Cross-lingual Speaker Adaptation using Domain Adaptation and Speaker Consistency Loss for Text-To-Speech Synthesis
|Detai Xin (University of Tokyo, Japan), Yuki Saito (University of Tokyo, Japan), Shinnosuke Takamichi (University of Tokyo, Japan), Tomoki Koriyama (University of Tokyo, Japan), Hiroshi Saruwatari (University of Tokyo, Japan)|
We present a cross-lingual speaker adaptation method based on domain adaptation and a speaker consistency loss for text-to-speech (TTS) synthesis. Existing monolingual speaker adaptation methods based on direct fine-tuning are not applicable for cross-lingual data. The proposed method first trains a language-independent speaker encoder by speaker verification using domain adaption on multilingual data, including the source and the target languages. Then the proposed method trains a monolingual multi-speaker TTS model on the source language’s data using the speaker embeddings generated by the speaker encoder.
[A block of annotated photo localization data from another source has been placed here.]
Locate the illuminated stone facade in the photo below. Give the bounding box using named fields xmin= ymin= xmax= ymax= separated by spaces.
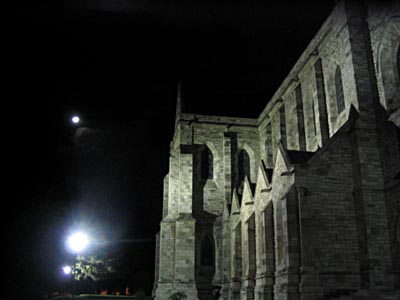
xmin=153 ymin=1 xmax=400 ymax=299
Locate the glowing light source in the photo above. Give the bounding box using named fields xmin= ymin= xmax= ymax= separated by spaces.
xmin=62 ymin=265 xmax=72 ymax=275
xmin=71 ymin=116 xmax=80 ymax=124
xmin=66 ymin=232 xmax=89 ymax=253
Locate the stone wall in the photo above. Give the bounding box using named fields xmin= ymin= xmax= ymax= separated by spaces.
xmin=367 ymin=7 xmax=400 ymax=282
xmin=296 ymin=122 xmax=361 ymax=293
xmin=154 ymin=1 xmax=400 ymax=299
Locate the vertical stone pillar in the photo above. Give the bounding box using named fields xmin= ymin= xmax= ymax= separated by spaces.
xmin=284 ymin=188 xmax=301 ymax=300
xmin=221 ymin=132 xmax=235 ymax=300
xmin=162 ymin=175 xmax=169 ymax=219
xmin=241 ymin=214 xmax=256 ymax=300
xmin=174 ymin=216 xmax=198 ymax=299
xmin=345 ymin=1 xmax=394 ymax=289
xmin=223 ymin=132 xmax=235 ymax=204
xmin=152 ymin=232 xmax=161 ymax=298
xmin=213 ymin=216 xmax=223 ymax=286
xmin=230 ymin=223 xmax=242 ymax=300
xmin=168 ymin=150 xmax=179 ymax=218
xmin=155 ymin=219 xmax=176 ymax=300
xmin=296 ymin=187 xmax=323 ymax=300
xmin=174 ymin=144 xmax=198 ymax=299
xmin=271 ymin=103 xmax=285 ymax=166
xmin=255 ymin=202 xmax=274 ymax=300
xmin=241 ymin=220 xmax=248 ymax=300
xmin=178 ymin=145 xmax=194 ymax=214
xmin=223 ymin=132 xmax=237 ymax=300
xmin=219 ymin=212 xmax=231 ymax=300
xmin=274 ymin=188 xmax=300 ymax=300
xmin=273 ymin=197 xmax=284 ymax=300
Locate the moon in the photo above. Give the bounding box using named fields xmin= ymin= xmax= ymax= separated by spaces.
xmin=72 ymin=116 xmax=80 ymax=124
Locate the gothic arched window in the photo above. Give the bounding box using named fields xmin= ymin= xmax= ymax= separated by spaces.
xmin=335 ymin=65 xmax=345 ymax=114
xmin=201 ymin=236 xmax=214 ymax=266
xmin=201 ymin=147 xmax=213 ymax=179
xmin=238 ymin=149 xmax=250 ymax=182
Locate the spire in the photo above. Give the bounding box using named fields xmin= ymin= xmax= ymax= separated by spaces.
xmin=176 ymin=80 xmax=184 ymax=114
xmin=175 ymin=80 xmax=184 ymax=129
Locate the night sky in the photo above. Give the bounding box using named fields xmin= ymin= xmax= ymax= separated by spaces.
xmin=7 ymin=1 xmax=334 ymax=299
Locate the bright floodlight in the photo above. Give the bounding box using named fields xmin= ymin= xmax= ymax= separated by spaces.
xmin=62 ymin=265 xmax=72 ymax=275
xmin=66 ymin=232 xmax=89 ymax=253
xmin=71 ymin=116 xmax=80 ymax=124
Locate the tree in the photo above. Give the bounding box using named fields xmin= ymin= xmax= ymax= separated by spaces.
xmin=74 ymin=255 xmax=117 ymax=281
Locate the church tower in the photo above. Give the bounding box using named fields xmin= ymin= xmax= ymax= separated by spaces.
xmin=154 ymin=82 xmax=260 ymax=300
xmin=154 ymin=81 xmax=198 ymax=299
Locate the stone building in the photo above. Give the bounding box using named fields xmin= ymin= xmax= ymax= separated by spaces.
xmin=153 ymin=1 xmax=400 ymax=299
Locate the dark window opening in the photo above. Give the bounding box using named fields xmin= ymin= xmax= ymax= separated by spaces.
xmin=201 ymin=147 xmax=213 ymax=179
xmin=335 ymin=65 xmax=345 ymax=114
xmin=311 ymin=99 xmax=317 ymax=135
xmin=201 ymin=236 xmax=214 ymax=266
xmin=238 ymin=150 xmax=250 ymax=182
xmin=265 ymin=123 xmax=273 ymax=168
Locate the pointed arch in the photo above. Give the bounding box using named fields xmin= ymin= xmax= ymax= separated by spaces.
xmin=201 ymin=146 xmax=213 ymax=179
xmin=375 ymin=18 xmax=400 ymax=111
xmin=238 ymin=149 xmax=251 ymax=183
xmin=335 ymin=65 xmax=345 ymax=114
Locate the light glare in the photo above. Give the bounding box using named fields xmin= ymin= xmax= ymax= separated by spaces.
xmin=72 ymin=116 xmax=80 ymax=124
xmin=62 ymin=265 xmax=72 ymax=275
xmin=66 ymin=232 xmax=89 ymax=253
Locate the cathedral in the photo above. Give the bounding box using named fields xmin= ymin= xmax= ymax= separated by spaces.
xmin=153 ymin=1 xmax=400 ymax=299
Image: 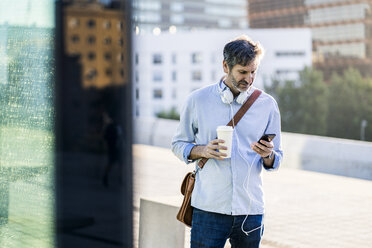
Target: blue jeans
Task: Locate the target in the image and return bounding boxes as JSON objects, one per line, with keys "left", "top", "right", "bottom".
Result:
{"left": 191, "top": 208, "right": 264, "bottom": 248}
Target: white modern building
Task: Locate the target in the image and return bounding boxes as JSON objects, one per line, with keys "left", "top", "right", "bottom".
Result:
{"left": 132, "top": 0, "right": 249, "bottom": 34}
{"left": 133, "top": 29, "right": 312, "bottom": 117}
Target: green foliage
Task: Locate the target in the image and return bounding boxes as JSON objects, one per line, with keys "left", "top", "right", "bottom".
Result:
{"left": 266, "top": 67, "right": 329, "bottom": 136}
{"left": 156, "top": 107, "right": 180, "bottom": 120}
{"left": 265, "top": 67, "right": 372, "bottom": 141}
{"left": 327, "top": 68, "right": 372, "bottom": 140}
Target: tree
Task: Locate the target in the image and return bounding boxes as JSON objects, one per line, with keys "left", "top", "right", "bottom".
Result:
{"left": 327, "top": 68, "right": 372, "bottom": 140}
{"left": 265, "top": 67, "right": 329, "bottom": 136}
{"left": 156, "top": 107, "right": 180, "bottom": 120}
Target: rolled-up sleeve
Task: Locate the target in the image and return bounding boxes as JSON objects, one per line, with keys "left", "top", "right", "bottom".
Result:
{"left": 171, "top": 95, "right": 198, "bottom": 164}
{"left": 262, "top": 100, "right": 283, "bottom": 171}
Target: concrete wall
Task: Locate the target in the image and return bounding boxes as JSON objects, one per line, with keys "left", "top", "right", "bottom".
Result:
{"left": 134, "top": 117, "right": 372, "bottom": 180}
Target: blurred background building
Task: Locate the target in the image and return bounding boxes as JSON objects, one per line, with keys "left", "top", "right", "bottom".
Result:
{"left": 63, "top": 0, "right": 127, "bottom": 88}
{"left": 132, "top": 0, "right": 249, "bottom": 34}
{"left": 133, "top": 29, "right": 312, "bottom": 117}
{"left": 248, "top": 0, "right": 372, "bottom": 78}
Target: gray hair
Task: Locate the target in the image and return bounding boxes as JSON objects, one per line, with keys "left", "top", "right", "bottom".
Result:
{"left": 223, "top": 35, "right": 264, "bottom": 70}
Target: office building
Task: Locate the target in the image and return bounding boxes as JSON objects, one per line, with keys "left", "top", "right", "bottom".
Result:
{"left": 64, "top": 1, "right": 127, "bottom": 88}
{"left": 248, "top": 0, "right": 372, "bottom": 77}
{"left": 132, "top": 0, "right": 249, "bottom": 34}
{"left": 133, "top": 29, "right": 312, "bottom": 117}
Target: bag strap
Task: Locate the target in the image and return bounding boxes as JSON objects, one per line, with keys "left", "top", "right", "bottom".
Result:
{"left": 197, "top": 89, "right": 262, "bottom": 169}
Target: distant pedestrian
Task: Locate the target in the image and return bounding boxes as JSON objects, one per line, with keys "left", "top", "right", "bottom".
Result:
{"left": 172, "top": 35, "right": 283, "bottom": 247}
{"left": 102, "top": 112, "right": 123, "bottom": 187}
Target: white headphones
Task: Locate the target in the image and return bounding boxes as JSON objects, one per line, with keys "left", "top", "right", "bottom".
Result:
{"left": 220, "top": 80, "right": 249, "bottom": 105}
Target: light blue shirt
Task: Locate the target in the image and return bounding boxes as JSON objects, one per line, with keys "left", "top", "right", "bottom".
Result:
{"left": 171, "top": 82, "right": 283, "bottom": 215}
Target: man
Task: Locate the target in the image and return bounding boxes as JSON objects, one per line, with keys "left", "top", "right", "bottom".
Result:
{"left": 171, "top": 35, "right": 283, "bottom": 248}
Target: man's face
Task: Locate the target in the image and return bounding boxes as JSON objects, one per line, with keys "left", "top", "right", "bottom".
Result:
{"left": 223, "top": 60, "right": 258, "bottom": 95}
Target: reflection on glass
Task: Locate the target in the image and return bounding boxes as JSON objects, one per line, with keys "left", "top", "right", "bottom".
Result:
{"left": 0, "top": 0, "right": 55, "bottom": 247}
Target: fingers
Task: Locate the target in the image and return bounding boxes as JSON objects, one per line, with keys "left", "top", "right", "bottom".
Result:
{"left": 206, "top": 146, "right": 227, "bottom": 159}
{"left": 208, "top": 151, "right": 227, "bottom": 160}
{"left": 258, "top": 140, "right": 273, "bottom": 148}
{"left": 251, "top": 140, "right": 274, "bottom": 157}
{"left": 208, "top": 144, "right": 228, "bottom": 151}
{"left": 204, "top": 139, "right": 228, "bottom": 160}
{"left": 208, "top": 139, "right": 227, "bottom": 152}
{"left": 209, "top": 139, "right": 225, "bottom": 145}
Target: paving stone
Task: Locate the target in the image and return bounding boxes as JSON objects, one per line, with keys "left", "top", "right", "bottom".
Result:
{"left": 133, "top": 144, "right": 372, "bottom": 248}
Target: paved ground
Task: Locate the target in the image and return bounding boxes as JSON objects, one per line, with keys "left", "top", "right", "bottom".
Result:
{"left": 133, "top": 144, "right": 372, "bottom": 248}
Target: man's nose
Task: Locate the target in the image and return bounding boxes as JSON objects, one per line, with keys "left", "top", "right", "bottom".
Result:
{"left": 245, "top": 74, "right": 254, "bottom": 83}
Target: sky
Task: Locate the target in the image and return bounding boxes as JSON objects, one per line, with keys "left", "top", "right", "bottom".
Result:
{"left": 0, "top": 0, "right": 54, "bottom": 28}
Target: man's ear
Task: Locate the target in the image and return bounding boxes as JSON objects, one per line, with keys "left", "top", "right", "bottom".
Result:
{"left": 223, "top": 61, "right": 229, "bottom": 74}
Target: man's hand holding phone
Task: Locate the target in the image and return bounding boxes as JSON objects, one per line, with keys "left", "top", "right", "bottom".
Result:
{"left": 251, "top": 134, "right": 276, "bottom": 167}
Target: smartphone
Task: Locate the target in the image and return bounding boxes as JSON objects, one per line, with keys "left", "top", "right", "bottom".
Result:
{"left": 258, "top": 134, "right": 276, "bottom": 145}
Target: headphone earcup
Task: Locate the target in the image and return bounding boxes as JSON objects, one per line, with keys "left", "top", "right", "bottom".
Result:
{"left": 221, "top": 89, "right": 233, "bottom": 104}
{"left": 236, "top": 91, "right": 248, "bottom": 105}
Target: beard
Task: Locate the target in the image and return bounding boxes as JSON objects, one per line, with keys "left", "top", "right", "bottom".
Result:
{"left": 230, "top": 75, "right": 252, "bottom": 93}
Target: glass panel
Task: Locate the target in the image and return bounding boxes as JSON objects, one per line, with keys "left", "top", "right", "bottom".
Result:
{"left": 0, "top": 0, "right": 55, "bottom": 247}
{"left": 55, "top": 1, "right": 133, "bottom": 247}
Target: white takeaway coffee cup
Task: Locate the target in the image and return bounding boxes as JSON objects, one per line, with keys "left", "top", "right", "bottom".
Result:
{"left": 216, "top": 126, "right": 233, "bottom": 158}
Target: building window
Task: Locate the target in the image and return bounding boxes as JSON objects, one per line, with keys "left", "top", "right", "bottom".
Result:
{"left": 104, "top": 52, "right": 112, "bottom": 61}
{"left": 87, "top": 19, "right": 96, "bottom": 28}
{"left": 275, "top": 51, "right": 305, "bottom": 57}
{"left": 120, "top": 68, "right": 125, "bottom": 78}
{"left": 172, "top": 53, "right": 177, "bottom": 64}
{"left": 171, "top": 2, "right": 184, "bottom": 11}
{"left": 170, "top": 14, "right": 184, "bottom": 24}
{"left": 118, "top": 53, "right": 125, "bottom": 63}
{"left": 71, "top": 34, "right": 80, "bottom": 43}
{"left": 153, "top": 71, "right": 163, "bottom": 82}
{"left": 87, "top": 52, "right": 96, "bottom": 60}
{"left": 153, "top": 53, "right": 162, "bottom": 64}
{"left": 153, "top": 89, "right": 163, "bottom": 99}
{"left": 117, "top": 21, "right": 124, "bottom": 30}
{"left": 192, "top": 52, "right": 202, "bottom": 64}
{"left": 68, "top": 18, "right": 79, "bottom": 28}
{"left": 118, "top": 38, "right": 124, "bottom": 47}
{"left": 275, "top": 69, "right": 298, "bottom": 75}
{"left": 172, "top": 71, "right": 177, "bottom": 82}
{"left": 103, "top": 20, "right": 111, "bottom": 29}
{"left": 135, "top": 71, "right": 139, "bottom": 83}
{"left": 105, "top": 68, "right": 112, "bottom": 76}
{"left": 192, "top": 71, "right": 202, "bottom": 81}
{"left": 136, "top": 88, "right": 139, "bottom": 100}
{"left": 103, "top": 37, "right": 112, "bottom": 45}
{"left": 87, "top": 35, "right": 96, "bottom": 45}
{"left": 86, "top": 68, "right": 98, "bottom": 80}
{"left": 135, "top": 53, "right": 138, "bottom": 64}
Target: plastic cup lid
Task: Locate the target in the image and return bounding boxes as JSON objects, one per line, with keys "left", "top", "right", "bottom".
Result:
{"left": 216, "top": 126, "right": 233, "bottom": 131}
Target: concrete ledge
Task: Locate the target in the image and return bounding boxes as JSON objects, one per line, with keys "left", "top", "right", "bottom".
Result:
{"left": 139, "top": 196, "right": 185, "bottom": 248}
{"left": 283, "top": 132, "right": 372, "bottom": 180}
{"left": 134, "top": 117, "right": 177, "bottom": 149}
{"left": 134, "top": 117, "right": 372, "bottom": 180}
To adapt the TTS model of the source language to new speakers the proposed method uses a speaker consistency loss to maximize the cosine similarity between speaker embeddings generated from the natural speech and the same speaker’s synthesized speech. This makes fine-tuning the TTS model of source language on speech data of target language become possible. We conduct experiments on multi-speaker English and Japanese datasets with 207 speakers in total. Results of comprehensive experiments demonstrate that the proposed method can significantly improve speech naturalness compared to the baseline method.